Никто не входил в За?мок Канадского Бобра с той поры, как его оставили Скорый Гэрри и Зверобой. Гуттер не велел своим дочерям зажигать света из опасения пробудить бдительность индейцев, кочевавших по берегам.

– Днем за этой оградой я не испугаюсь целого полчища дикарей, – говорил старик Гуттер. – Здесь у меня всегда три или четыре заряженных ружья, и одно из них, прозванное: «ланебой», никогда не дает промахов. Днем все выгоды на моей стороне. Ночью совсем не то: лодка может подъехать сюда исподтишка, и у дикарей найдутся миллионы средств тревожить нас со всех сторон. Хорошо и то, что мой за?мок с успехом может обороняться при свете солнца. Я держусь того убеждения, что здесь, на воде и под открытом небом, я совершенно в безопасности.

– Мне говорили, дядя Том, что ты был когда-то моряком, – сказал Скорый Гэрри полушутливо. – Ты мог бы, по словам некоторых людей, рассказывать предиковинные истории относительно, ну, разных там морских битв и кораблекрушений.

– Мало ли каких людей ни бывает на свете, любезный Гэрри, – отвечал уклончиво Гуттер. – Некоторые люди, видишь ли, большие охотники до чужих дел и мыслей, и эта страсть преследует их даже в лесной глуши. Все это, я полагаю, не так важно для нас, как эти дикари. Гораздо своевременнее теперь допытываться, что может с нами случиться через двадцать четыре часа, нежели рассуждать о том, что и как происходило двадцать четыре года тому назад.

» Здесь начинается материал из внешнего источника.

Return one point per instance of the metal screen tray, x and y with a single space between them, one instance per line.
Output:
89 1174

– Вы правы, господин Гуттер, – сказал Зверобой, – и, по моему мнению, мы сделаем лучше всего, если позаботимся о мерах безопасности для Юдифи и Гэтти. Впрочем, не мешает прежде отдохнуть; я заявляю, что усну спокойно за этими стенами.

Так окончился разговор. Но не сон был на уме у старика Тома. Как только дочери удалились в спальню, он пригласил своих товарищей на ковчег.

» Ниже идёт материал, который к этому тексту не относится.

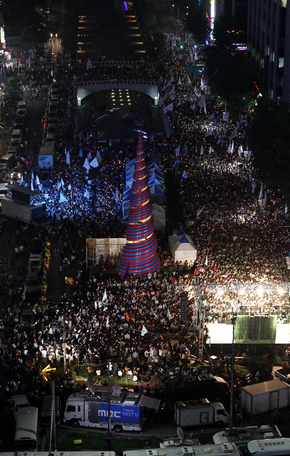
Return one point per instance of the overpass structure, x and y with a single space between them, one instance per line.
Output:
85 89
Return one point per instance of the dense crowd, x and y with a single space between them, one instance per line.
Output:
241 238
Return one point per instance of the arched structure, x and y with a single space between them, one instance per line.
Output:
85 89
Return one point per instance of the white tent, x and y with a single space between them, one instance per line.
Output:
182 248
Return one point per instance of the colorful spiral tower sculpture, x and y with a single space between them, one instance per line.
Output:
139 254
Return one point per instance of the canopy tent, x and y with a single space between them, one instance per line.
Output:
155 175
157 194
182 248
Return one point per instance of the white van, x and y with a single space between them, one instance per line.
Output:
26 433
3 190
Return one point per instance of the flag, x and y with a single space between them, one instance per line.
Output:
253 185
86 164
234 133
200 211
94 163
153 313
261 191
168 108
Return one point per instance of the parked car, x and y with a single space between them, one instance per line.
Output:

– Вот в чем дело, друзья мои, – начал Гуттер, – на всем этом пространстве есть только пять лодок, годных для плавания по этому озеру. Из этих пяти лодок две принадлежат мне, одна – Гэрри, и все эти три лодки около нас. Одна привязана к сваям под моим за?мком; две другие поставлены рядом на ковчеге. Но две остальные лодки запрятаны на берегу в дуплах толстых деревьев. Если индейцы твердо решили получить деньги за наши волосы, то нет сомнения, что завтра поутру они обшарят все лазейки, чтобы…

– Я готов спорить до упаду, старый Гуттер, что ни один индеец не пронюхает про лодку, если она хорошо запрятана в дупло. Вот Зверобой, пожалуй, скажет, какой я мастер на эти штуки: моя лодка была запрятана так, что я сам не мог ее отыскать.